Fascinating for the experienced viewer
18 January 2010 | by deasonSee all my reviews

Watching silent comedies is an almost lost art, one that today's younger viewers must teach themselves through an open-minded exposure to multiple examples, always reminding themselves that the intent to tell an amusing story clearly is always there, even if at first glance the impression is of fast-paced incomprehensible chaos. With practice one can learn to understand the conventions of the day, follow the action and enjoy the multitude of jokes and amazing performances.

Even someone who has managed this for comedies of the 1920s, and who can both appreciate and enjoy, say, The General and The Gold Rush, may find their first exposure to Keystone material of the 1910s throws them back into bewilderment.
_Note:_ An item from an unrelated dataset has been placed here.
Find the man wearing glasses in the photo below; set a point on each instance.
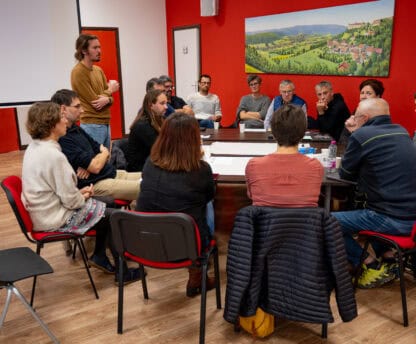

Yet once one adjusts to the conventions of the time (such as the fast paced, physically detailed and extremely demonstrative acting that makes most '20s performances seem restrained by comparison), even these very early, frenetic and largely improvised Keystones can delight.

This one is particularly interesting for several reasons already cited in other reviews: the lack of character makeup on Chaplin and Sterling (both almost always appearing in other films with fake facial hair of various sorts), the amazing athleticism of Arbuckle, the wholly natural reactions of the actual onlookers in the "found" dance hall location to the antics of the leads. It repays a second and even a third viewing for those seeking to learn the skill of following early Keystone comedies.

This was one of Sterling's last handful of films at Keystone and one of Chaplin's first. At the time, Sterling was the bigger star. They work very well together here, especially in their fight scenes, which have tell-tale signs of being more improvised than rehearsed or precisely choreographed, yet are nevertheless creative, clearly told and quite entertaining.

If you've never seen a silent Chaplin short, this is not the one to start with. (Try one of the Mutuals, like Easy Street or The Immigrant) But if you've some familiarity with the genre, the circumstances of the shooting of this one make it one of the most interesting of his first half-dozen or so.